Guard: First task is scheduled via schedule() call

Action: Start polling loop

Events: PollingStarted

Active to Inactive

Guard: Last scheduled task is cancelled via cancel() call

Action: Stop polling loop

Events: PollingStopped

Active to Stopping

Guard: stopLoop() is called

Action: Mark scheduler as stopping, complete current poll cycle

Events: PollingStopRequested

Stopping to Inactive

Guard: All currently running tasks complete execution

Action: Final cleanup, release resources

Events: PollingStopped


Cron Language Specification

The scheduler MUST accept strictly POSIX-compliant cron expressions as defined in IEEE Std 1003.1.

Formal Grammar (EBNF)

cron-expr    = SP* minute SP+ hour SP+ day SP+ month SP+ weekday SP* ;
minute = field-content ;
hour = field-content ;
day = field-content ;
month = field-content ;
weekday = field-content ;

field-content = "*" / element-list ;
element-list = element ("," element)* ;
element = number / range ;
range = number "-" number ;
number = DIGIT+ ;

SP = " " / "\t" ;
DIGIT = "0" / "1" / "2" / "3" / "4" / "5" / "6" / "7" / "8" / "9" ;

Field Ranges

  • minute: 0–59
  • hour: 0–23
  • day: 1–31
  • month: 1–12
  • weekday: 0–6 (0 = Sunday, 6 = Saturday)

Validation Rules

The scheduler MUST reject expressions that:

  1. Do not contain exactly 5 fields separated by whitespace
  2. Contain step syntax (/N)
  3. Contain named values (jan, mon, sunday)
  4. Contain macro expressions (@daily, @hourly)
  5. Contain Quartz-specific tokens (?, L, W, #)
  6. Contain weekday value 7 (use 0 for Sunday)
  7. Contain wrap-around ranges where start > end
  8. Contain values outside the valid range for each field
  9. Contain non-decimal numeric formats (scientific notation, hex, signs)

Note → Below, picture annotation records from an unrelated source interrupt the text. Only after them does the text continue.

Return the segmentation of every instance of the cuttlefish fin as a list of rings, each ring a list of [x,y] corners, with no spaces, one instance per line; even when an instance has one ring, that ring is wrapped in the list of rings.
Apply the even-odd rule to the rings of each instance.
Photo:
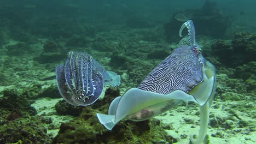
[[[215,68],[208,61],[206,61],[206,64],[203,68],[203,81],[188,92],[201,106],[203,106],[209,99],[211,99],[210,102],[212,101],[216,89]]]

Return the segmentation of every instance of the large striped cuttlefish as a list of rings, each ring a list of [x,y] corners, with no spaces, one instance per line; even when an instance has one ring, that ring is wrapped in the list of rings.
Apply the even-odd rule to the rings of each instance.
[[[181,100],[200,105],[200,131],[193,143],[200,143],[207,130],[208,108],[216,89],[214,67],[206,60],[196,44],[191,20],[184,22],[179,31],[188,28],[188,35],[178,48],[151,71],[137,88],[129,89],[111,103],[108,115],[97,113],[100,122],[111,130],[123,118],[144,121],[177,105]]]
[[[107,71],[89,55],[69,52],[64,64],[56,68],[56,78],[60,93],[69,104],[89,105],[102,94],[106,85],[117,87],[120,76]]]

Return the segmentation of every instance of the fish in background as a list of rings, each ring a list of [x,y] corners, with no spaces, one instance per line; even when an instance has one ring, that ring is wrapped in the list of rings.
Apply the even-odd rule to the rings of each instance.
[[[210,107],[216,91],[214,67],[206,60],[196,44],[191,20],[184,22],[187,37],[181,46],[149,74],[137,88],[129,89],[111,103],[108,115],[97,113],[101,124],[111,130],[122,119],[141,121],[159,115],[181,101],[191,101],[200,106],[200,131],[194,144],[201,143],[206,134]]]
[[[89,54],[69,52],[64,64],[56,68],[56,78],[61,96],[69,104],[86,106],[95,103],[107,85],[118,87],[120,76],[107,71]]]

Day-of-Month/Day-of-Week Semantics

When both day-of-month (DOM) and day-of-week (DOW) are restricted (not *), the scheduler MUST execute the task if either condition matches (OR logic).

Truth Table:

DOMDOWLogicExampleRuns On
**AND0 0 * * *Every day at midnight
*restrictedDOW only0 0 * * 1Every Monday at midnight
restricted*DOM only0 0 15 * *15th of every month at midnight
restrictedrestrictedOR0 0 1,15 * 11st, 15th, OR every Monday at midnight

Examples

Valid expressions:

  • 0 0 * * * - Daily at midnight
  • 15 3 * * 1-5 - 3:15 AM on weekdays
  • 0,30 * * * * - Every 30 minutes
  • 0 12 14 2 * - Noon on February 14th

Invalid expressions:

  • */15 * * * * - Step syntax not allowed
  • 0 0 * * mon - Named values not allowed
  • @daily - Macros not allowed
  • 0 0 ? * * - Quartz tokens not allowed

Error Model

Error Taxonomy

The scheduler MUST throw the following error types under the specified conditions:

Registration Validation Errors

RegistrationsNotArrayError

  • When: initialize() called with non-array registrations parameter
  • Message: "Registrations must be an array"
  • Details: None

RegistrationShapeError

  • When: Registration tuple has wrong length or invalid types
  • Message: "Invalid registration shape: expected [string, string, function, Duration]"
  • Details: { registrationIndex: number, received: any }

InvalidRegistrationError

  • When: Registration contains invalid data beyond shape issues
  • Message: Varies based on specific validation failure
  • Details: { field: string, value: any, reason: string }

ScheduleDuplicateTaskError

  • When: Multiple registrations have the same task name
  • Message: "Task with name \"<name>\" is already scheduled"
  • Details: { taskName: string }

SchedulerAlreadyActiveError

  • When: initialize() called while scheduler is already initializing or running
  • Message: "Cannot initialize scheduler: scheduler is already <state>" where state is "initializing" or "running"
  • Details: { currentState: string }

CronExpressionInvalidError

  • When: Cron expression fails validation
  • Message: "Invalid cron expression \"<expr>\": <field> field <reason>"
  • Details: { expression: string, field: string, reason: string }

NegativeRetryDelayError

  • When: Retry delay is negative
  • Message: "Retry delay must be non-negative"
  • Details: { retryDelayMs: number }

Cron Expression Parsing Errors

InvalidCronExpressionError (from expression module)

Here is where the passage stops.